What a strange and unexpected book Little Star is. I found it shelved under Horror in my local library, yet it’s unlike any horror novel I’ve ever read. It’s also about teenage girls, but it’s not YA. It’s about murder, but it’s not Crime. In fact, Star’s genre-defying narrative is part of what makes it so wonderful.
Wonderful might seem a strange word to describe a book as openly macabre as Star, yet it is wonderful. John Ajvide Lindqvist imbues death with humour and finds unexpected light within pitch darkness. This is a book where I smiled and smiled and smiled through a chapter where one character attacks another with a champagne flute. I smiled! Because it was… cute? (And, no, I’m not unhinged. It’s just that kind of book.)

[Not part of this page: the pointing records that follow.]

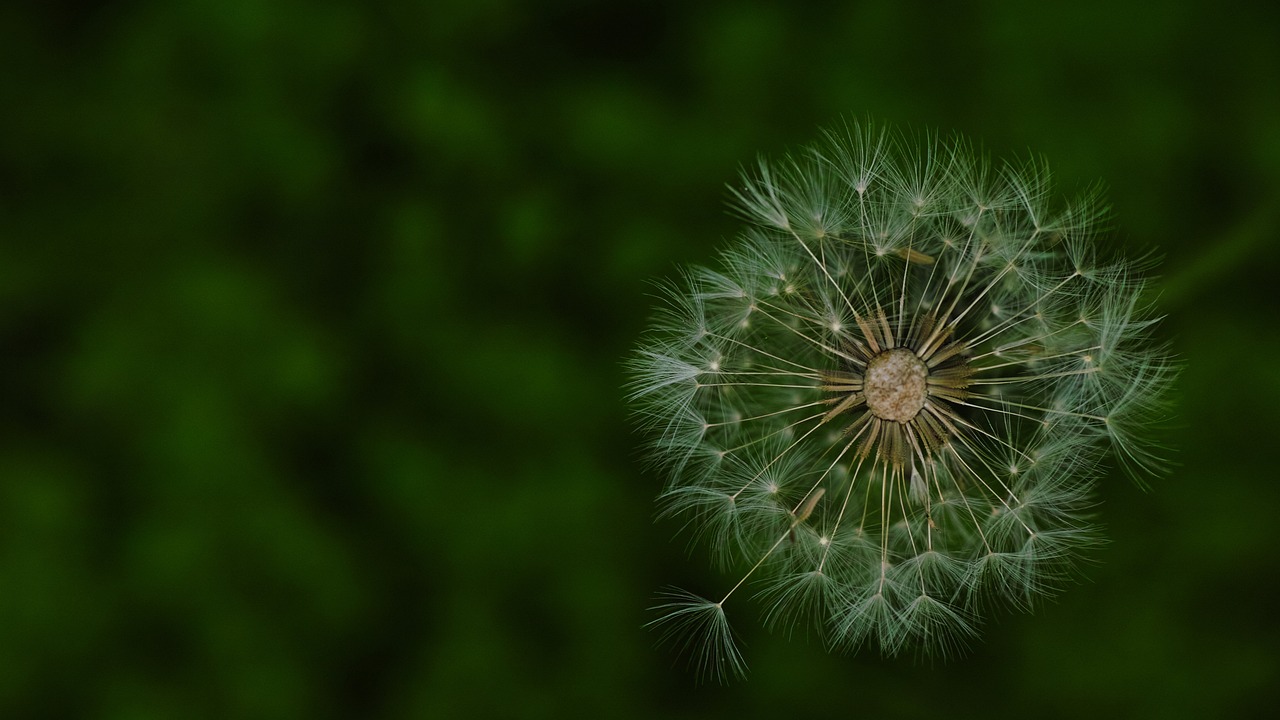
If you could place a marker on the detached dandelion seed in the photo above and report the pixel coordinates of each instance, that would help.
(890, 404)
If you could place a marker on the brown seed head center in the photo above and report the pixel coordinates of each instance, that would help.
(895, 384)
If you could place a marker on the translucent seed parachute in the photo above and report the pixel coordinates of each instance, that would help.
(888, 402)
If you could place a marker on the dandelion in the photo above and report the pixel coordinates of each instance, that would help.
(888, 405)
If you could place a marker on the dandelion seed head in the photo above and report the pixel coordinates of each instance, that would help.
(890, 404)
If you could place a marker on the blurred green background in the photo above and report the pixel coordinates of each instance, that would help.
(312, 314)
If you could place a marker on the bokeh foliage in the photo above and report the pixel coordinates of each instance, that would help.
(311, 318)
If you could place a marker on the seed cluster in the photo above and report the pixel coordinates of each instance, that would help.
(890, 402)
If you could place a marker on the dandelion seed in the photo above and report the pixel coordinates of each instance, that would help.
(891, 402)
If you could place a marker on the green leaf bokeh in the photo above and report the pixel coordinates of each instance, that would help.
(312, 314)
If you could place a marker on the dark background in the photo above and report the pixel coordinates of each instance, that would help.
(312, 314)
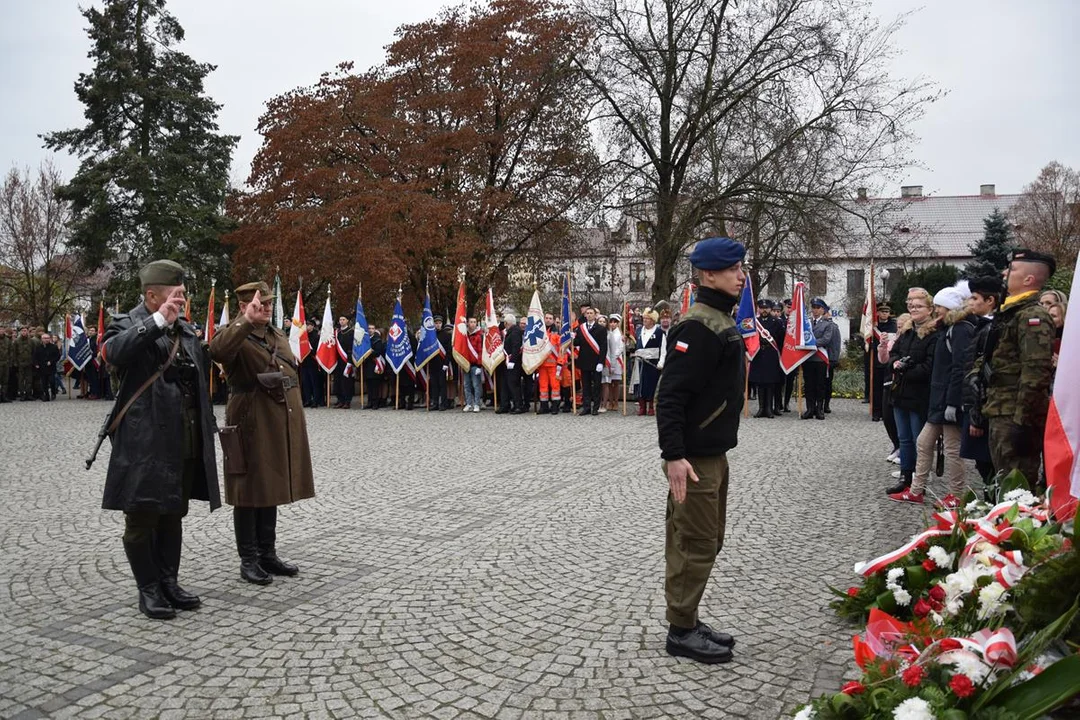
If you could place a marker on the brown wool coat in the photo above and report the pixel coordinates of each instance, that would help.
(274, 436)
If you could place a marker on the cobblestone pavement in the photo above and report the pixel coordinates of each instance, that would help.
(451, 566)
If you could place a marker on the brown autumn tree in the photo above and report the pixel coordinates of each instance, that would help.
(684, 82)
(1047, 216)
(469, 149)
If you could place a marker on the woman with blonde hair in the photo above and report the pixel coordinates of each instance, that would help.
(912, 360)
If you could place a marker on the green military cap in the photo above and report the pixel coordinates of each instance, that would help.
(245, 293)
(161, 272)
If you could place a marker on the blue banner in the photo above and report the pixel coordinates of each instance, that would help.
(399, 349)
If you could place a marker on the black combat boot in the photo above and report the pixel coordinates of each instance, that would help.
(243, 522)
(170, 539)
(266, 528)
(151, 602)
(905, 483)
(696, 644)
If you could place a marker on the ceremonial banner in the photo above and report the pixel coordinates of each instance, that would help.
(78, 344)
(297, 333)
(1062, 439)
(494, 353)
(279, 306)
(462, 351)
(361, 336)
(867, 325)
(427, 348)
(399, 349)
(799, 343)
(566, 333)
(746, 320)
(326, 353)
(208, 335)
(536, 347)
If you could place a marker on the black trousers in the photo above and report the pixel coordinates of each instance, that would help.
(814, 377)
(591, 389)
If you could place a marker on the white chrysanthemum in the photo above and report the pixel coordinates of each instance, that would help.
(941, 557)
(1020, 496)
(913, 708)
(990, 601)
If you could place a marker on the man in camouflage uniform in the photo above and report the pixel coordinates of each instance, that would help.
(1015, 371)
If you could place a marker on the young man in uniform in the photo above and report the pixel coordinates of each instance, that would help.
(698, 404)
(1017, 366)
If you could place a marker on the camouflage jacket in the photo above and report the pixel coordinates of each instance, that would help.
(1021, 342)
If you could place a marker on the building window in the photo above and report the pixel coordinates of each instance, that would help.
(856, 281)
(777, 288)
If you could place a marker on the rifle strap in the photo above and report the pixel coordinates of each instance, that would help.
(149, 381)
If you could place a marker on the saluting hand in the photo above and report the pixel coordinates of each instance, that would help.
(173, 306)
(254, 308)
(678, 471)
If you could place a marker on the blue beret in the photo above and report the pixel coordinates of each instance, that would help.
(717, 254)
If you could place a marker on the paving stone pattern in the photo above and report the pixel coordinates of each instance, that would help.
(453, 566)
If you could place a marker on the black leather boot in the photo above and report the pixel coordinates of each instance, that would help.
(170, 540)
(266, 528)
(243, 522)
(905, 483)
(151, 602)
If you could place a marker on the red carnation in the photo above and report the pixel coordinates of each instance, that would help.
(921, 609)
(961, 685)
(853, 688)
(913, 676)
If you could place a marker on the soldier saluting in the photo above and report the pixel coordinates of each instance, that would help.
(162, 430)
(267, 407)
(698, 404)
(1015, 371)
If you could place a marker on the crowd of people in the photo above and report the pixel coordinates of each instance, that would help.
(966, 375)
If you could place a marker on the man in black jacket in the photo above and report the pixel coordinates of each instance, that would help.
(591, 341)
(163, 446)
(699, 399)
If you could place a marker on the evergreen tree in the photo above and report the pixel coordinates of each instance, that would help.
(991, 252)
(153, 170)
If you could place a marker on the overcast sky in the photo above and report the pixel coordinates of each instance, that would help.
(1009, 68)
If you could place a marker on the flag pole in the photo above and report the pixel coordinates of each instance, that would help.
(574, 390)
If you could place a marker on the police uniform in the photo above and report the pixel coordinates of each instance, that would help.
(699, 399)
(1015, 375)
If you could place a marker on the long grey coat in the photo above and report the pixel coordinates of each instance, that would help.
(274, 435)
(146, 466)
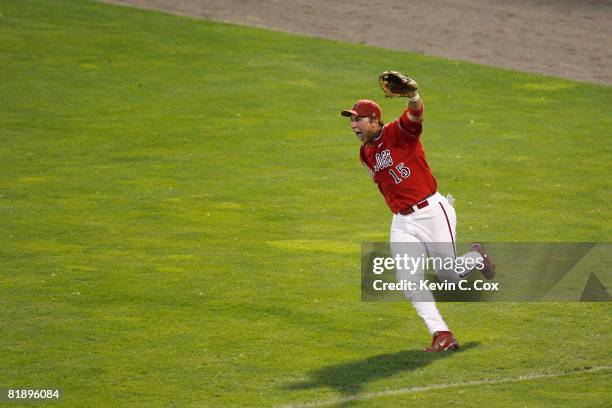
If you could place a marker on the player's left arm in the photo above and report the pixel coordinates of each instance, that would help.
(411, 121)
(415, 108)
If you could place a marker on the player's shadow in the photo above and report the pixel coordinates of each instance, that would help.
(349, 378)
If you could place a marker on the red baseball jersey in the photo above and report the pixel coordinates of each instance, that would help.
(396, 162)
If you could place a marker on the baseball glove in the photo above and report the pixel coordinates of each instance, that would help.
(395, 83)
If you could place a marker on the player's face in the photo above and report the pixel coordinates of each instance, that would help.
(364, 129)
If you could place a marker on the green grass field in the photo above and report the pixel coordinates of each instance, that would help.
(182, 208)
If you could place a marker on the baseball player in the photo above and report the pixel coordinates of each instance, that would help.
(424, 221)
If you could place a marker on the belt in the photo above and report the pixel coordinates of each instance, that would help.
(421, 204)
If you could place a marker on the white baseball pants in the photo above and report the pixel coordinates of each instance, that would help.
(427, 232)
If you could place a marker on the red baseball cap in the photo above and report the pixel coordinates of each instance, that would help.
(363, 107)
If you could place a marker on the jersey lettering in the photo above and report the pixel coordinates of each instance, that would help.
(383, 160)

Nominally about a washed-up-and-dysfunctional Swedish pop singer who finds a baby abandoned in the woods and decides to raise her away from outside influences that might damage her other-worldly singing talent, Star’s narrative takes a number of surprising twists.
This is a book that is, variously, about reality TV singing competitions, internet trolling and murder. Soundtracked by the songs of Abba and Bright Eyes (as in Conor Oberst, not bunnies), this is – to put it mildly – not your average murder novel.
I found Ajvide Lindqvist’s break-out first novel Let the Right One In captivating in places, but weighed down by too much build-up. Star suffers a little from the same kind of overwriting, but Ajvide Lindqvist keeps a much tighter handle on this narrative. The novel may be long, but it’s gripping. (Tip: even if you hate the first 50 pages of Star, keep reading. I almost gave up on it and, wow, am I glad I didn’t!)
Star is not a book that everyone will enjoy, but if you like your fiction a little bit fucked-up, I’d wager you’ll love it.